Currently we are investigating two other physiological phenomena in Trichodesmium: the mechanisms of colony and bloom formation, and the molecular mechanisms of toxin production.

Yael Tzubari, PhD student

PhD Title: Trichomes to blooms in the marine diazotrophic cyanobacterium – Trichodesmium

Trichodesmium is a filamentous, non-heterocystous cyanobacteria whose filaments (trichomes) are composed of 10-100s of cells with similar morphologies. Trichomes can be found as single filaments, spherical (“puffs”) or fusiform (“tufts”) colonies . The colonies provide unique habitats for other organisms (metazoans, bacteria, and viruses) and serve as hot-spots for microbial mediated nutrient transformations within the oligotrophic oceans. While this phenomenon is a well-known trait of Trichodesmium the mechanisms for the formation of these structures are not understood.

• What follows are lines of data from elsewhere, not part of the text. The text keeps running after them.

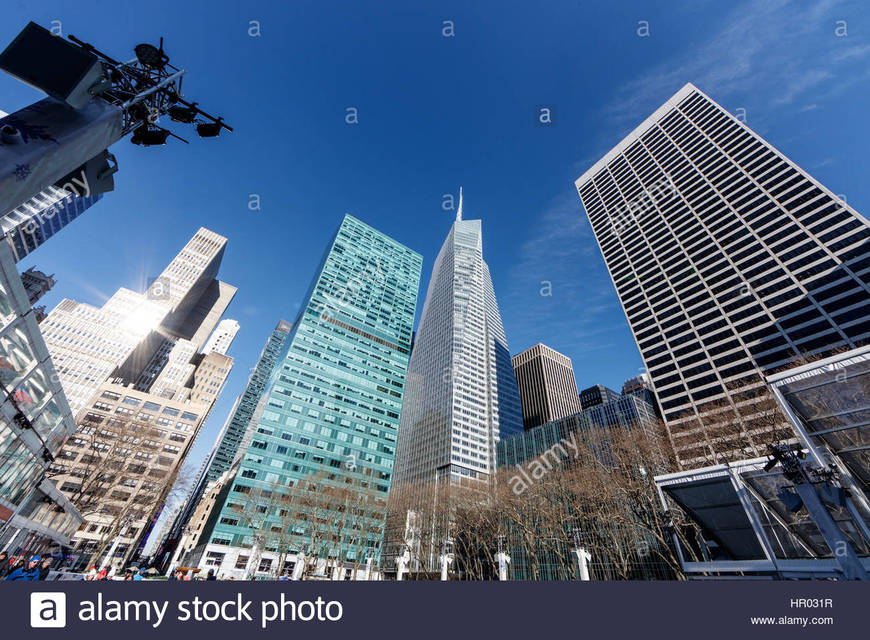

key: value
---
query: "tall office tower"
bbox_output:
[40,228,236,415]
[511,343,580,430]
[52,370,232,567]
[42,229,235,563]
[576,84,870,466]
[394,192,523,485]
[204,320,293,482]
[202,318,239,354]
[580,384,619,409]
[185,215,422,577]
[622,373,652,395]
[0,235,82,553]
[165,320,292,552]
[21,267,55,305]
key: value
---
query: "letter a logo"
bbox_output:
[30,591,66,628]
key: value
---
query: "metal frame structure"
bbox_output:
[655,457,870,579]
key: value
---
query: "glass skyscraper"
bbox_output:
[192,215,422,577]
[395,195,523,484]
[167,320,291,548]
[382,191,523,572]
[576,84,870,466]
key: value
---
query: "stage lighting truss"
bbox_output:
[69,35,233,146]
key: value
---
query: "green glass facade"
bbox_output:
[208,215,422,566]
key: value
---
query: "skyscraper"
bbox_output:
[580,384,619,409]
[186,215,422,577]
[382,190,523,572]
[394,191,523,485]
[165,320,292,552]
[576,84,870,466]
[202,318,239,355]
[42,229,236,564]
[511,343,580,430]
[40,228,236,415]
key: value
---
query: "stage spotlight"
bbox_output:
[130,127,169,147]
[133,38,169,69]
[196,122,223,138]
[168,105,196,124]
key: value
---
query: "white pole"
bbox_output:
[574,547,592,582]
[396,550,411,580]
[495,551,511,580]
[290,553,305,580]
[440,553,453,580]
[100,532,121,571]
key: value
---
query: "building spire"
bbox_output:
[456,187,462,222]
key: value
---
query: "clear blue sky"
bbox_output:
[0,0,870,476]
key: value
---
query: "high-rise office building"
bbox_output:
[202,318,239,355]
[576,84,870,466]
[185,215,422,577]
[40,228,236,415]
[511,343,580,430]
[622,373,652,395]
[164,320,292,553]
[580,384,619,409]
[42,229,235,564]
[204,320,292,482]
[382,190,523,571]
[394,196,523,485]
[0,243,82,553]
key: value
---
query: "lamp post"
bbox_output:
[166,527,190,577]
[573,527,592,582]
[495,536,511,581]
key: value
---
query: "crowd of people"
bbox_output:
[0,551,54,582]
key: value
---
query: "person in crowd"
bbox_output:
[38,556,54,580]
[6,556,40,581]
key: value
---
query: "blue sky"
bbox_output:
[0,0,870,476]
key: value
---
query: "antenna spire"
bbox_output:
[456,187,462,222]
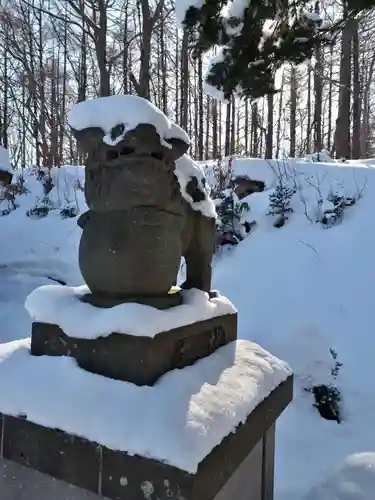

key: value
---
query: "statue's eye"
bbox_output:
[111,123,125,141]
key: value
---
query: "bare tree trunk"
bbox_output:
[276,71,285,158]
[224,101,232,156]
[327,44,333,151]
[230,96,236,155]
[211,99,218,158]
[289,65,297,158]
[198,56,204,160]
[352,20,361,158]
[360,51,375,158]
[181,31,189,130]
[266,94,273,158]
[306,61,311,154]
[335,13,352,158]
[314,42,323,152]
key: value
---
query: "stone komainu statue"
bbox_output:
[73,124,215,308]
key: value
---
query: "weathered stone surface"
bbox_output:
[2,416,101,492]
[0,458,109,500]
[74,118,215,307]
[31,314,237,385]
[0,377,293,500]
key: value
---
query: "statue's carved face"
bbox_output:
[75,124,189,169]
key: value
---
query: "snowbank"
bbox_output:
[68,95,190,148]
[0,340,291,473]
[26,285,236,339]
[0,146,11,172]
[304,452,375,500]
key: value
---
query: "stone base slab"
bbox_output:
[0,376,293,500]
[31,314,237,385]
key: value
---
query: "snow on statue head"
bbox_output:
[68,95,216,308]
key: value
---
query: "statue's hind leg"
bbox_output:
[181,207,216,292]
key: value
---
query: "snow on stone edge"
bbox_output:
[25,285,237,339]
[0,339,291,474]
[175,154,217,219]
[68,95,190,148]
[0,146,11,172]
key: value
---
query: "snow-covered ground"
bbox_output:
[0,160,375,500]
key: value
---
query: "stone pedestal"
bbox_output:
[0,376,293,500]
[31,314,237,385]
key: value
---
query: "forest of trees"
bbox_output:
[0,0,375,166]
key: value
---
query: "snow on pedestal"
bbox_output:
[25,285,237,339]
[0,339,291,474]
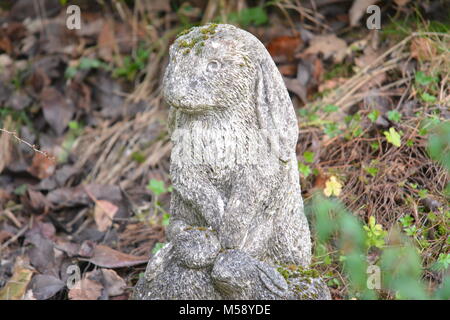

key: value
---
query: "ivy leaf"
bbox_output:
[383,128,401,147]
[323,176,342,197]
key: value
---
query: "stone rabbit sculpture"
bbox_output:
[134,24,329,299]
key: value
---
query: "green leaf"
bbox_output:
[370,142,380,151]
[367,110,380,122]
[303,151,314,163]
[399,215,414,228]
[323,123,341,138]
[416,71,439,86]
[387,110,402,122]
[147,179,167,196]
[228,7,269,27]
[78,58,102,70]
[383,128,401,147]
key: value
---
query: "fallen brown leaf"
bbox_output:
[101,269,127,297]
[94,200,119,232]
[27,152,56,179]
[0,257,34,300]
[303,34,347,63]
[87,244,149,268]
[41,87,75,135]
[69,273,103,300]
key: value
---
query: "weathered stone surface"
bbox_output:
[134,24,329,299]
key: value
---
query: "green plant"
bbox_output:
[298,162,311,178]
[58,121,83,163]
[387,110,402,123]
[152,242,165,254]
[383,127,401,147]
[433,253,450,271]
[307,195,450,299]
[147,179,172,226]
[363,216,387,248]
[228,7,269,28]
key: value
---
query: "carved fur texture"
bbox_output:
[135,24,328,299]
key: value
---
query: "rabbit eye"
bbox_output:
[206,60,222,72]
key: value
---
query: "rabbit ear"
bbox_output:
[256,56,298,162]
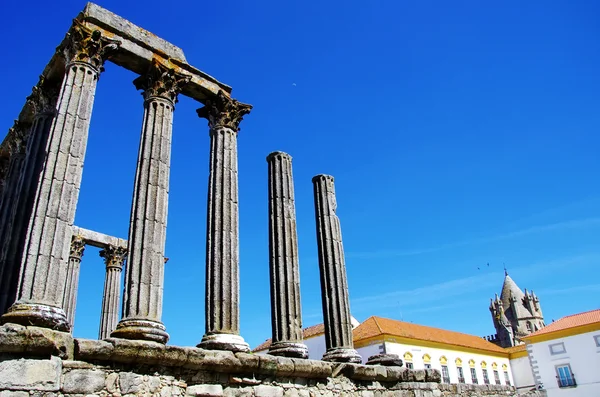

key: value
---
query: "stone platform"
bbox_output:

In my research, I am interested in determining what causes the single filaments to create colonies; to reveal the cues and mechanisms involved in creating colonies from single trichomes. My work will combine live-imaging microscopy as well as molecular and physiological techniques.

e-mail: yaeltzu@gmail.com

 

Etai Landou, PhD student

The ocean is a significant sink of anthropogenic CO2, in large part because organic matter is exported to oceanic depths driving the biological sequestration of carbon in the ocean’s interior. Organic matter export depends on the supply of external nutrients to the euphotic zone (by processes such as deep mixing and biological fixation of atmospheric dinitrogen (N2)) and the subsequent production of organic matter by photosynthesis (defined as “new” production).

The Gulf of Aqaba offers a unique opportunity to observe, at high temporal resolution, both mechanisms supplying “new” nutrients. The oligotrophic Gulf is surrounded by land on three sides and characterized by a thermohaline circulation pattern caused by high evaporation rates, and exhibits strong seasonal variability mainly due to deep winter mixing and strong summer stratification.

My main goal is to understand the relative contribution of N2 fixation and deep winter mixing to “new” production and subsequent “export” in the northern Gulf of Aqaba and to simulate and predict the response of the system under changing environmental scenarios.

email: etai@yahoo.com

Trichodesmium

The marine filamentous N2 fixing (diazotroph) cyanobacteria Trichodesmium spp. form extensive blooms contributing 25 to 50% of the estimated rates of N2 fixation in the oligotrophic subtropical and tropical oceans. Trichodesmium’s dominant role in carbon and nitrogen cycling has prompted investigations examining the effects of rising sea surface temperatures and elevated atmospheric pCO2 (leading to ocean acidification) on the growth and abundance of this organism.

We examined combined effects of elevated pCO2 , changes in light and nutrients on the physiology and gene expression of key genes in Trichodesmium. Genes that participate in nitrogen metabolism, Ci fixation, and photosynthesis were most affected by changes in pCO2, temperature and the time within the diurnal period. High pCO2 shifted transcript patterns of all genes, resulting in a more synchronized diel expression. Concurrently, we found no significant changes in the protein pools or in total cellular allocations of carbon and nitrogen (i.e. C : N ratio remained stable). Moreover, increased temperatures and high pCO2 resulted in higher C : P ratios. The plasticity in phosphorous stoichiometry combined with higher enzymatic efficiencies lead to higher growth rates. We demonstrate that shifted cellular resource and energy allocation among those components will enable Trichodesmium grown at elevated temperatures and pCO2 to extend its niche in the future ocean, through both tolerance of a broader temperature range and higher P plasticity.

 Currently we are investigating two other physiological phenomena in Trichodesmium: the mechanisms of colony and bloom formation, and the molecular mechanisms of toxin production.